In today’s Daily News Digest: Commissaire who disqualified Sagan from Tour calls for video judges in cycling; Cycling Australia introduces new transgender athlete policy; Lotto-Soudal chasing success after winless Tour de France; Bookwalter chasing home-soil success in Larry H. Miller Tour of Utah; Jungels back in action at Tour de Pologne; Movistar extends with Arcas, Oliveira and Pedrero; Four years on, McQuaid weighs in on pro cycling; Following the 2017 Transcontinental ultra-endurance race; Mark Cavendish Launches The Amstel Cold Tub Pub

Four years on, McQuaid weighs in on pro cycling

by CyclingTips

Former UCI President Pat McQuaid has largely been out of the spotlight since losing his position to Brian Cookson four years ago.
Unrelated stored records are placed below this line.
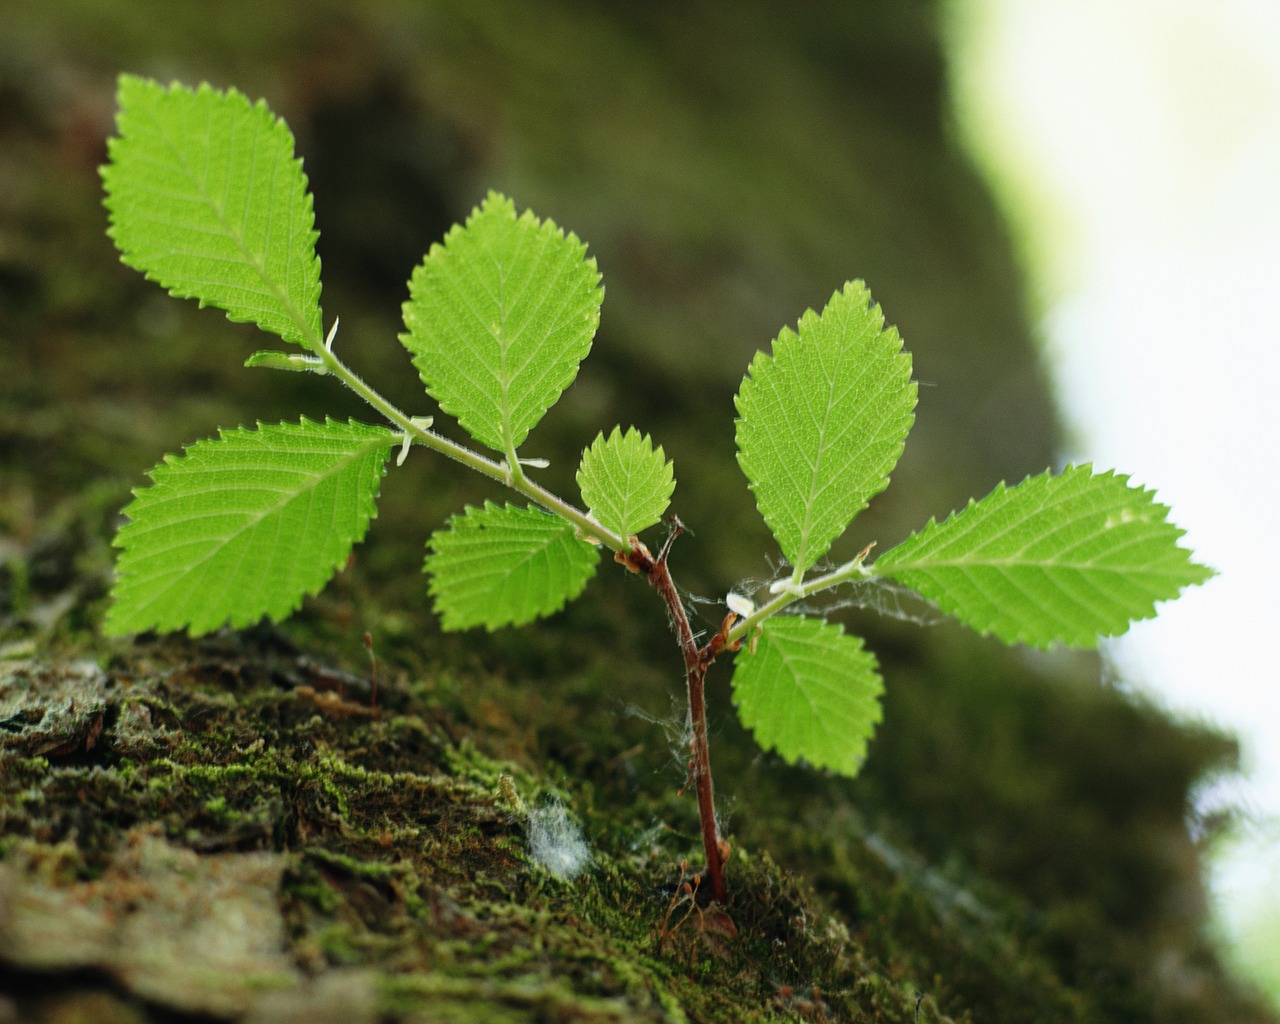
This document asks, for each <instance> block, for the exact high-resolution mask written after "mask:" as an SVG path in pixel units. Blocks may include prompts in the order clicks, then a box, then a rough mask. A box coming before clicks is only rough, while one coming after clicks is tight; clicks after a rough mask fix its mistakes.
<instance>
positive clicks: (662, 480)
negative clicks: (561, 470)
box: [577, 426, 676, 538]
mask: <svg viewBox="0 0 1280 1024" xmlns="http://www.w3.org/2000/svg"><path fill="white" fill-rule="evenodd" d="M577 485H579V488H581V490H582V500H584V502H586V504H588V507H589V508H590V511H591V515H593V516H594V517H595V518H596V520H599V522H600V525H602V526H604V527H607V529H609V530H612V531H613V532H616V534H618V536H623V538H626V536H631V535H632V534H639V532H640V531H641V530H646V529H649V527H650V526H653V525H654V524H655V522H658V521H659V520H660V518H662V513H663V512H666V511H667V506H668V504H669V503H671V493H672V492H673V490H675V489H676V477H675V475H673V472H672V468H671V463H669V462H668V461H667V457H666V454H664V453H663V451H662V445H659V447H658V449H657V451H654V447H653V442H652V440H650V439H649V435H648V434H645V435H644V436H641V435H640V431H639V430H636V429H635V428H634V426H628V428H627V433H626V434H623V433H622V430H621V428H618V426H616V428H613V433H612V434H609V436H608V438H605V436H604V434H603V433H600V434H598V435H596V438H595V440H594V442H591V447H590V448H588V449H586V451H584V452H582V462H581V465H580V466H579V470H577Z"/></svg>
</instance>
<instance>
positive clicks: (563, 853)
mask: <svg viewBox="0 0 1280 1024" xmlns="http://www.w3.org/2000/svg"><path fill="white" fill-rule="evenodd" d="M529 854H530V856H532V859H534V863H535V864H538V865H539V867H541V868H543V869H545V870H548V872H550V873H552V874H554V876H556V877H557V878H559V879H562V881H564V882H572V881H573V879H575V878H577V876H580V874H581V873H582V870H584V869H585V868H586V865H588V864H590V863H591V850H590V847H589V846H588V845H586V840H584V838H582V829H580V828H579V827H577V823H576V822H573V820H571V819H570V817H568V813H567V812H566V810H564V805H563V804H561V801H559V800H556V801H554V803H552V804H548V805H547V806H544V808H538V809H536V810H531V812H530V813H529Z"/></svg>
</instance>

With the next UCI election due to take place in September, and with Cookson facing a challenge from Frenchman David Lappartient, The Outer Line reached out to McQuaid to get his thoughts on the current state of the sport. The interview covers a broad range of topics, including cycling’s economic model, ASO’s dominant influence, the lack of strong team unity, doping, salary caps and more.

In this excerpt, McQuaid speaks about the rumoured interest of Wanda Sports in the Tour de France and whether he could see the Chinese company buying the race.

There have always been some rumours, but I don’t think that will ever happen. Why? Because ASO and the Tour de France are – through and through – so French! If ASO was ever sold, it could only be sold to another French entity. Look at the last few weeks – French Air Force fighter jets spreading red, blue and white streaks in the air on Bastille Day, or over Paris just the other day.

The Tour is the pride of France. The roads, the police, the support from the towns and villages and fans – all of that is an expression of what it is to be French, but it is also a hidden subsidy to the event. So no, I can’t see the company moving into foreign hands. The Amaury family would have to be exiled out of France!

We always hear about how the Amaury family will not change anything, but in a way, their hands are tied – it would be very difficult for them to sell their business to anyone else.